A team of computer scientists at the University of Washington have used artificial intelligence to render visually convincing videos of Barack Obama saying things he’s said before, but in a totally new context.
In a paper published this month, the researchers explained their methodology: Using a neural network trained on 17 hours of footage of the former US president’s weekly addresses, they were able to generate mouth shapes from arbitrary audio clips of Obama’s voice. The shapes were then textured to photorealistic quality and overlaid onto Obama’s face in a different “target” video. Finally, the researchers retimed the target video to move Obama’s body naturally to the rhythm of the new audio track.
This isn’t the first study to demonstrate the modification of a talking head in a video.
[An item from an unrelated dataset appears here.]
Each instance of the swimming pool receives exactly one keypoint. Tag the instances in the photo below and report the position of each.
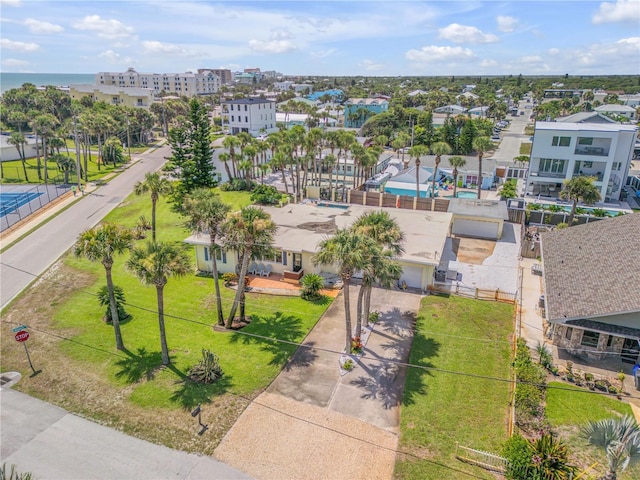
(11, 201)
As Quartz’s Dave Gershgorn previously reported, in June of last year, Stanford researchers published a similar methodology for altering a person’s pre-recorded facial expressions in real-time to mimic the expressions of another person making faces into a webcam. The new study, however, adds the ability to synthesize video directly from audio, effectively generating a higher dimension from a lower one.
In their paper, the researchers pointed to several practical applications of being able to generate high quality video from audio, including helping hearing-impaired people lip-read audio during a phone call or creating realistic digital characters in the film and gaming industries. But the more disturbing consequence of such a technology is its potential to proliferate video-based fake news. Though the researchers used only real audio for the study, they were able to skip and reorder Obama’s sentences seamlessly and even use audio from an Obama impersonator to achieve near-perfect results. The rapid advancement of voice-synthesis software also provides easy, off-the-shelf solutions for compelling, falsified audio.
There is some good news. Right now, the effectiveness of this video synthesis technique is limited by the amount and quality of footage available for a given person. Currently, the paper noted, the AI algorithms require at least several hours of footage and cannot handle certain edge cases, like facial profiles. The researchers chose Obama as their first case study because his weekly addresses provide an abundance of publicly available high-definition footage of him looking directly at the camera and adopting a consistent tone of voice. Synthesizing videos of other public figures that don’t fulfill those conditions would be more challenging and require further technological advancement. This buys time for technologies that detect fake video to develop in parallel. As The Economist reported earlier this month, one solution could be “to demand that recordings come with their metadata, which show when, where and how they were captured. Knowing such things makes it possible to eliminate a photograph as a fake on the basis, for example, of a mismatch with known local conditions at the time.”
But as the doors for new forms of fake media continue to fling open, it will ultimately be left to consumers to tread carefully.